Toutefois, et comme tout un chacun a pu le constater ces dernières semaines, cette interdiction est dépourvue d’effet puisqu’elle est aisément contournée par les manifestants eux-mêmes, qui entreprennent des manifestations sauvages comme les gilets jaunes aux Champs-Élysées, qui dégénèrent d’autant plus rapidement.
L’interdiction préalable d’une manifestation dans son ensemble est donc sans effet sur les groupes de casseurs, qui n’en sont que plus galvanisés.
Plus efficace semble devoir être l’interdiction administrative individuelle de manifester, qui n’existe pas à ce jour dans notre droit français : c’est l’idée de donner la possibilité aux Préfets d’interdire à un ou plusieurs individus identifiés de manifester ou de se rendre dans une zone, pour une durée déterminée, sans qu’ils n’aient jamais été nécessairement condamnés sur le plan pénal.
On pense ici à des individus identifiés par les pouvoirs publics comme appartenant à des mouvances extrémistes (à titre d’exemple, la mouvance « black blocs » d’ultragauche) qui n’auraient jamais été sanctionnés pénalement et s’apprêteraient à participer à une manifestation, même sauvage, pour semer le chaos comme samedi aux Champs-Élysées à Paris.
Un
rapport parlementaire de 2015 avait pour la première fois proposé au législateur l’introduction dans le droit français d’un tel dispositif préalable d’interdiction administrative individuelle de manifester, en l’absence de toute infraction pénale.
Il s’agirait concrètement pour l’autorité préfectorale d’apprécier si une personne identifiée par nos services de renseignements comme un casseur ou un meneur constitue une menace pour l’ordre public, en utilisant le faisceau d’indices suivant :
- L’individu a déjà été nominativement condamné (le cas échéant), ou est « connu en tant que casseur violent » (sans nécessairement avoir été condamné) ;
- Des risques sérieux et manifestes de trouble à l’ordre public sont existants ;
- Des indices matériels faisant redouter la commission d’une infraction à l’occasion de la manifestation ou de l’événement à venir ont été relevés.

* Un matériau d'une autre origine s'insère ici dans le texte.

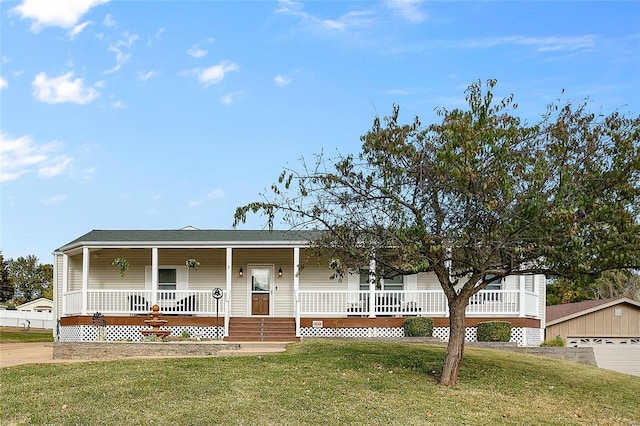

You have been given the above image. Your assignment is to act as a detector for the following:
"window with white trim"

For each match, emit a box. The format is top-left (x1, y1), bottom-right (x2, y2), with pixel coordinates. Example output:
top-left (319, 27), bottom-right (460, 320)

top-left (158, 268), bottom-right (178, 299)
top-left (360, 271), bottom-right (404, 291)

L’arrêté préfectoral emporterait alors interdiction préalable pour la personne identifiée, de pénétrer, pendant une durée déterminée, au sein d’un périmètre spécifique comme celui d’une manifestation (on pense par exemple aux alentours de l’Arc de Triomphe).
On pourrait alors imaginer un système de pointage en commissariat ou gendarmerie à l’occasion de chaque événement ou manifestation, à l’instar de la procédure prévue pour les hooligans interdits de stade, obligés de pointer le jour de chaque rencontre sportive de leur équipe, afin de s’assurer de la neutralisation des individus identifiés comme des casseurs.
Il nous apparaît plus qu’urgent, au regard des graves violences de certains gilets jaunes radicalisés, de réactiver cette piste de la création d’une interdiction administrative individuelle de manifester. Bien utilisée, elle aurait pour avantage de neutraliser des casseurs ou des meneurs en amont de manifestations ou d’événements identifiés comme à risque et donc de limiter le risque de violence.
Nous avons conscience que cette mesure n’est pas seule à même de répondre à la menace et que le droit ne peut pas tout face au réel. Elle a toutefois le mérite de constituer une piste intéressante d’évolution de notre droit, aux fins de préserver partout et fermement l’ordre public républicain face aux casseurs radicalisés.